Spatial cellular niches in liver mCRC (A) H&E staining of representative sample LM4 (neoadjuvant chemotherapy), manual annotations, and clustering annotations. The dashed line denotes the desmoplastic rim. (B) H&E staining of sample P13 (untreated), manual annotations, and clustering annotations. The dashed line denotes the tumor-liver border. (C) Abundance (color represents intensity) of cancer, stromal, and immune subpopulations in samples LM4 and P13. (D) Spatial cellular neighborhoods in LM4 and P13. (E) Dot plot representing average cell abundance (dot size and color) for each cell state, per neighborhood, and normalized between 0 and 1 per cell state. (F) GEA of upregulated genes in the cellular neighborhoods.

Figure 6

Cellular interactome of iRECs (A) Heatmaps showing Z score expression of selected ligands in TME cells (top) and corresponding receptors in cancer states (bottom).
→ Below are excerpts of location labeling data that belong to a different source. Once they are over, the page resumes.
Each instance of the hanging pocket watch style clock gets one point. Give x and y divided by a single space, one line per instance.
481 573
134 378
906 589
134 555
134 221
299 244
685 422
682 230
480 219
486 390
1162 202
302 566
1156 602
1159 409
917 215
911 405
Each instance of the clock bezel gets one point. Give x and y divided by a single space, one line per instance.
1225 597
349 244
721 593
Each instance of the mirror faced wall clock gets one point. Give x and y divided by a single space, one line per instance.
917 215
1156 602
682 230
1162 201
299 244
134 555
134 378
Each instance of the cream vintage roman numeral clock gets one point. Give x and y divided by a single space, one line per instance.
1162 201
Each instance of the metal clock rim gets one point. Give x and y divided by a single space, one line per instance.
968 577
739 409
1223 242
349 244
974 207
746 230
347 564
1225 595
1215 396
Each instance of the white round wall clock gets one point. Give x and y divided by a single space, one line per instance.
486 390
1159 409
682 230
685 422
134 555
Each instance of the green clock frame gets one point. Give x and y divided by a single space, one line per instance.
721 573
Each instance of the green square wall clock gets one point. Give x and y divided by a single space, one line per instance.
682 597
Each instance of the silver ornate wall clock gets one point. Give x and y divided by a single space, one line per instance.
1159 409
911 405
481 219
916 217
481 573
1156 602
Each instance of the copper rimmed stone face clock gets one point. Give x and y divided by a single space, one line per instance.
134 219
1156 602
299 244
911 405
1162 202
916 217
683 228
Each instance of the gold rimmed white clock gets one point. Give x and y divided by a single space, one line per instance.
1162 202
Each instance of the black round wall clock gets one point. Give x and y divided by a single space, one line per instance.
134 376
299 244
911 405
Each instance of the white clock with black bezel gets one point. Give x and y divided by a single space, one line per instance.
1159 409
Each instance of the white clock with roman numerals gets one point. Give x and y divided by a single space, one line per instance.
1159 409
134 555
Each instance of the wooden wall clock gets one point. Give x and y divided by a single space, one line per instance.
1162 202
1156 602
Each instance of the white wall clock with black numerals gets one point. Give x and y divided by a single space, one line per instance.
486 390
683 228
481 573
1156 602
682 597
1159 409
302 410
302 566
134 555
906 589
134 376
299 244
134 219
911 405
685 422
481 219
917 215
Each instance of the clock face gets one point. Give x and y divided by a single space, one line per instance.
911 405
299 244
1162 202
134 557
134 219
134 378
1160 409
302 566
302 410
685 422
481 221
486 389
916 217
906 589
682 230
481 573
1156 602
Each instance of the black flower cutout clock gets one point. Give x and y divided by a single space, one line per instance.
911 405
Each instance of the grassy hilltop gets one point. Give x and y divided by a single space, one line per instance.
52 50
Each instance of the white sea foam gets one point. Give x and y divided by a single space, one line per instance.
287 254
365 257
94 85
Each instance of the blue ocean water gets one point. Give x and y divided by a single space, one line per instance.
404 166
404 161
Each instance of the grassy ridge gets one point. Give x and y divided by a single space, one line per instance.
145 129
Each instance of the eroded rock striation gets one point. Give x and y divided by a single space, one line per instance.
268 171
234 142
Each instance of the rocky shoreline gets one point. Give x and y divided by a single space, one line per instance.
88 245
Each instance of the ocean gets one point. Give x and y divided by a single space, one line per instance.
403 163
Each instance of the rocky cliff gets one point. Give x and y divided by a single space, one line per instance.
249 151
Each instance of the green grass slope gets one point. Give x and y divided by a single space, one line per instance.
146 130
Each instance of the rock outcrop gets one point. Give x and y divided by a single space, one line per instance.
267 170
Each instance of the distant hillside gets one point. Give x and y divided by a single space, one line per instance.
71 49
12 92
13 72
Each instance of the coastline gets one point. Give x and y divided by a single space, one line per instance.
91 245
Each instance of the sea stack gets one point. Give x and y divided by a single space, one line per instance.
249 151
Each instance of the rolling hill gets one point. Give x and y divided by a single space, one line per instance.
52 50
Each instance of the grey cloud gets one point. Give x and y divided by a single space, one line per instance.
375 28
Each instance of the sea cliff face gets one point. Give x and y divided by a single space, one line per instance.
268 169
Shown are ligands in bold and receptors in gray for senders (top) and opposite for receivers (bottom). (B) GEA of ligands predicted to activate the AP-1 regulon in iRECs. (C) Circos plot depicting links (regulatory potential scores) between predicted ligands and AP-1 target genes. (D) Correlation of the expression of the pCRC state signatures and ligands predicted to activate AP-1 and NF-κB regulons in TCGA CRC RNA-seq data. Common are ligands whose expression is shared in more than one subpopulation. (E) Graphical summary created in BioRender.